On Thu, May 24, 2018 at 4:28 PM, Nir Soffer <nsoffer@redhat.com> wrote:
On Thu, May 24, 2018 at 2:20 PM wodel youchi <wodel.youchi@gmail.com> wrote:


[snip]
 

We are migrating a physical high available application to oVirt.
The HA platform uses pacemaker, it contains two nodes and a shared storage, fence (stonith) is configured to use ILO.

I know that oVirt offers HA for VM, but this HA is not application aware, if a service crashes on the VM, it will not be detected.
Fencing could be achieved by fence agent rhev.

My questions are about the best way to migrate this platform to oVirt.

- Is it a good idea to make both VMs (formally nodes) Highly-Available VMs? or may be pin each one of them to a particular hypervisor and/or use VM-Affinity?

If the VM should be highly available, you should not pin them to any host.
Pinning them will make sure the vm will *not* be available when the host
is down :-)

I think the OP means an alternate way to provide HA, more for a service inside a VM, than for the VM itself.
Eg to target the scenario in which you have one/many services on a VM and you have a situation where only one of them (or only the service but not the OS itself) for some reasons fails.
So the question is about building a virtual-cluster (eg with RHCS cluster sw in former versions of RHEL/CentOS 6 or with Pacemaker in RHEL/CentOS 7) that provides HA for the services that you configure on it.
The 2 (or more) VMs composing the virtual-cluster could have a vnic on the production lan providing services and another vnic for the usual intra-cluster virtual lan if needed by the cluster software

btw: vSphere targeted similar kind of need with the App HA feature in 5.5:
http://www.virtualizationsoftware.com/vsphere-55-application-ha-advanced-application-monitoring/

I think it had not great success and I don't know if it is present in 6.x any more

 

So you probably want to use HA VM - with a VM lease.
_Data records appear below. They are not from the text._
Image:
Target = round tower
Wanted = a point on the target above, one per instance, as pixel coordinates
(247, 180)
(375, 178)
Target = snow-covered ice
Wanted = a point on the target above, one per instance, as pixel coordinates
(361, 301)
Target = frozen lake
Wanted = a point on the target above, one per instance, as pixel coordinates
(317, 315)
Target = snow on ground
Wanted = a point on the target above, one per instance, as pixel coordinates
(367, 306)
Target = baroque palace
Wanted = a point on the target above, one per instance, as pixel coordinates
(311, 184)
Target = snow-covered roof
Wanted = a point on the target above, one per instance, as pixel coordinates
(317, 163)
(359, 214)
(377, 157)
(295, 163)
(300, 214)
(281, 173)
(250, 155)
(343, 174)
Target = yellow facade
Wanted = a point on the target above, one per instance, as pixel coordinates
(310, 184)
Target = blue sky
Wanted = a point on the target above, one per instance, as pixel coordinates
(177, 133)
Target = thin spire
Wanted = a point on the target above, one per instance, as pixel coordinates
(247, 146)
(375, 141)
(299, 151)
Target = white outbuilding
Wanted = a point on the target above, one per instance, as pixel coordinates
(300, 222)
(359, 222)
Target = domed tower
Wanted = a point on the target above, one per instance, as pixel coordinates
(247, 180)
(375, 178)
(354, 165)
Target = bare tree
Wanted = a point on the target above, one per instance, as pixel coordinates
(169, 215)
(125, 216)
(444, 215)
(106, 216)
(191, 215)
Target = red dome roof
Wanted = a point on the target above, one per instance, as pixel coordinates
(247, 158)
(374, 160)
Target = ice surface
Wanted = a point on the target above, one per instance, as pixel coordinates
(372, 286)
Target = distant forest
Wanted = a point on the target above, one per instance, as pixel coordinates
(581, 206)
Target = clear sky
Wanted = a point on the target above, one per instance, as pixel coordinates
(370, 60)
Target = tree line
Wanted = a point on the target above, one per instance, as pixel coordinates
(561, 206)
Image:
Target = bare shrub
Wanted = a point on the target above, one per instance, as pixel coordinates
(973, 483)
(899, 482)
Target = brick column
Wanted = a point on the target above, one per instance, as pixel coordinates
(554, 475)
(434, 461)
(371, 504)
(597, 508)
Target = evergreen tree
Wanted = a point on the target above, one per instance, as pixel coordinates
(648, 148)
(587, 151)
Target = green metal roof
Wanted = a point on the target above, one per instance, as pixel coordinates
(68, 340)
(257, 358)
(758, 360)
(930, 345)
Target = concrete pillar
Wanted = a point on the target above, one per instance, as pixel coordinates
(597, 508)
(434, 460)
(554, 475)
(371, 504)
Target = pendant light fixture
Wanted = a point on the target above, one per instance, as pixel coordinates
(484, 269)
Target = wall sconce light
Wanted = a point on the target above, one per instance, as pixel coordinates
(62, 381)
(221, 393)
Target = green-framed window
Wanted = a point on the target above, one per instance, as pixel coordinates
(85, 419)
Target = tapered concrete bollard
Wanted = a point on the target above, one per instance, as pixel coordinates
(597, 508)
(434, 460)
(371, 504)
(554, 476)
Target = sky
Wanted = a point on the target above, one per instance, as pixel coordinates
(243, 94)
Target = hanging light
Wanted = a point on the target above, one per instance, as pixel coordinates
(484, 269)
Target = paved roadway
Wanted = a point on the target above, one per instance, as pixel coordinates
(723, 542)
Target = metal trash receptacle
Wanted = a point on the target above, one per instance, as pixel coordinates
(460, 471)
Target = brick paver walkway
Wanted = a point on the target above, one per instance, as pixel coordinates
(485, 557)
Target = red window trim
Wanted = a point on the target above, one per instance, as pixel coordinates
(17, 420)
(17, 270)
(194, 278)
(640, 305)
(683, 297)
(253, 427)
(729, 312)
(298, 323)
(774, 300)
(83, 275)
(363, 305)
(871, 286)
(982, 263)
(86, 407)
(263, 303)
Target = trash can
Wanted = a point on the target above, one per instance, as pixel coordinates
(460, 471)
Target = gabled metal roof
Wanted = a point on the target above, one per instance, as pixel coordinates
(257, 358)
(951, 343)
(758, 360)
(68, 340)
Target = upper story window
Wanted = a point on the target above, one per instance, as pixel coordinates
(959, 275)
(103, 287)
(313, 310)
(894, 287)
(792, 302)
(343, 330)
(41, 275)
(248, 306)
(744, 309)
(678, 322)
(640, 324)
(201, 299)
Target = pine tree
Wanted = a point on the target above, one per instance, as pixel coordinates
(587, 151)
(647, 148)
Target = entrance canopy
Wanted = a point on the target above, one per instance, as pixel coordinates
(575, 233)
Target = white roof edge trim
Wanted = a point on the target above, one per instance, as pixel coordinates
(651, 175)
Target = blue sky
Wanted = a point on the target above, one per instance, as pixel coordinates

This is an alternate / different approach. 

 
- I am thinking about the situation where the hypervisor containing one of the VMs crashes, what will be the behavior of the the fence agent on the application?

Not sure what do you mean by "crashes".

Panic or loose power as you made the example for HA VM

 
The guest agent on the VM will not be able to do anything since it is not running :-)

It means that a cluster fence agent on the surviving VM will take care of monitoring the state of the other virtual-node of the cluster and take actions accordingly
In case of RHEL/CentOS we are talking about fence-agents-rhevm rpm package.

DESCRIPTION
       fence_rhevm  is  an I/O Fencing agent which can be used with RHEV-M REST API to fence virtual machines.


 
   - if the crashed VM is not HA, it will not start on another hypervisor, so the fence agent will try to fence a VM that does not exist anymore, and it will stuck.

In case of not-HA VM1 crash, and no affinity defined for it, it can start anywhere, any host, so in case of problems on host where it was running before, this will not be a problem. 
So the rhevm fence agent on VM2 is able to get the VM1 status from the oVirt Engine. And after a certain timeout should be: down (using the "mandatory" power mgmt features of oVirt defined on the crashed host). 
As soon as it gets the down status it can failover the service on itself and power on again VM1

  
   - if the crashed VM is HA, it will be started on another hypervisor, but what will happen with the fence agent? I think that one VM will fence the other one, and the application will still be unreachable for a longer period.

I wuold not configure a virtual cluster on HA-VM, because actions from virtual-cluster could interfere with actions from oVirt
  

Not clear what fence agent are you talking about.

See above: fence_rhevm 



 
- What about the shared storage, we will use a shared disk on oVirt which does not support snapshot

What is the question?


In the past I had to configure a virtual CentOS 6 cluster because I needed to replicate a problem I had in a physical production cluster and to verify if some actions/updates would have solved the problem.
I had no more spare hw to configure an so using the poor-man method (dd + reconfigure) I had the cluster up and running with two twin nodes identical to the physical ones.
I also opened this bugzilla to backport the el7 package to el6:
https://bugzilla.redhat.com/show_bug.cgi?id=1446474

The intracluster network has been put on OVN btw

But honestly I doubt I will use a virtual-cluster software stack to provide high availability to production services inside a VM. Too many inter-relations


 

- What are the things to avoid?

I think in general, don't try to have two mechanisms that try to do the same.

Either use your HA solution or oVirt HA solution, but not both in the same time.

Nir


Agreed

HIH,
Gianluca